Un projet conçu explicitement et volontairement en fonction des besoins de la population rurale représentait une option dont les implications étaient davantage politiques que pédagogiques. Pour des paysans, un retard dans l’entrée à l’école ne présentait pas d’inconvénient, vu que l’enfant pouvait être utilisé à tout âge pour de petits travaux et la garde du bétail, et qu’il était plus facile de maintenir sous l’autorité des parents un petit analphabète de moins de 10 ans qu’un adolescent imbu de son savoir. Du côté de l’enseignement, il était aussi de toute évidence plus facile de se référer aux réalités rurales si l’on touchait la tranche d’âge allant de 9 à 15 ans. Mais du fait que l’on entendait favoriser l’évolution harmonieuse des campagnes et sauvegarder le caractère égalitaire du système d’éducation, on risquait du même coup de donner à la classe dirigeante en place l’impression d’être brimée en freinant et en limitant la promotion de ses enfants à elle.

Il était sans doute de bonne guerre de ne pas prendre trop au sérieux l’opposition de tout corps enseignant aux innovations qu’on lui propose parce qu’elles le dérangent dans ses habitudes. Le risque était plus profond. La politique étant un art du possible, un gouvernement ne pouvait heurter longtemps de front ceux qui représentaient son principal soutien. Une refonte qui touchait de si près aux intérêts des uns et des autres et dont les idées directrices étaient discutées dans un climat avant tout passionnel, pouvait conduire, ou bien à un affrontement politique et à une radicalisation des choix, ou bien à une édulcoration rapide des mesures prises. Il était à craindre qu’au fil des années on n’assistât, sous la pression de tous les utilisateurs, à une suite de concessions de détail qui auraient fait qu’en un laps de temps très court le système devenait méconnaissable.

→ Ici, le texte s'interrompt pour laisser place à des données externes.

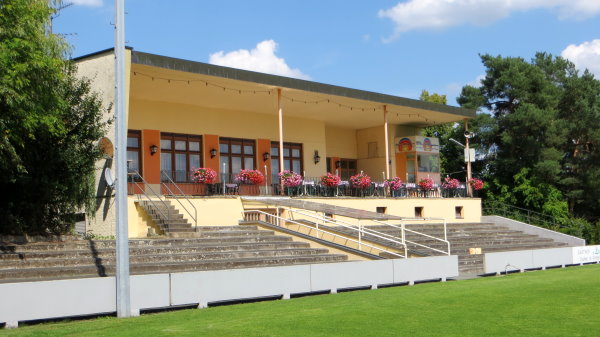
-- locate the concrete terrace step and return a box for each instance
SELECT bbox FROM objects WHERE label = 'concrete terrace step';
[0,254,348,283]
[0,241,313,261]
[0,248,333,270]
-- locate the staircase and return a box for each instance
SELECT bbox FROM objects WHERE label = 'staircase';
[0,226,347,283]
[328,222,569,275]
[137,200,194,235]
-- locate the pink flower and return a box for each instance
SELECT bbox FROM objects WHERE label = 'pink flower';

On est frappé de voir à quel point le projet de 1973 était proche par son esprit et ses modalités du régime instauré en 1948 par les autorités coloniales belges. Lui aussi distinguait une double filière au niveau du deuxième degré à une époque où l’âge d’entrée à l’école se situait encore bien souvent au-delà de 9 ans. Les conditions avaient-elles fondamentalement changé en un quart de siècle ? Certes, le cadre global dans lequel s’insérait le projet de 1973 différait de celui de 1948 en ce sens qu’à présent les mesures étaient voulues par les responsables rwandais eux-mêmes, qu’elles étaient issues d’une analyse de leur propre situation et non imposées de l’extérieur. Si on avait regardé ce qui s’est passé dans d’autres pays d’Afrique où l’on voulait aussi “ruraliser” l’enseignement, on aurait pu constater déjà à l’époque que partout ce type de réforme a conduit à l’échec : les classes dirigeantes veulent bien adapter l’école aux réalités rurales à condition que cela ne touche que “les enfants des autres”, et non les leurs, et de cela les ruraux prennent très vite conscience.

L’année scolaire 1973-1974 se passa dans l’incertitude. Personne ne pouvait dire si cette réforme, ressentie par beaucoup comme une épée de Damoclès, entrerait en application à la rentrée suivante comme prévu, et les informations les plus contradictoires circulaient dans le public. Aux discussions passionnées et ouvertes succéda une sorte de black-out. Puis à la rentrée on se rendit compte que rien n’avait bougé et le ministre qui avait porté le projet fut lui-même appelé à d’autres fonctions.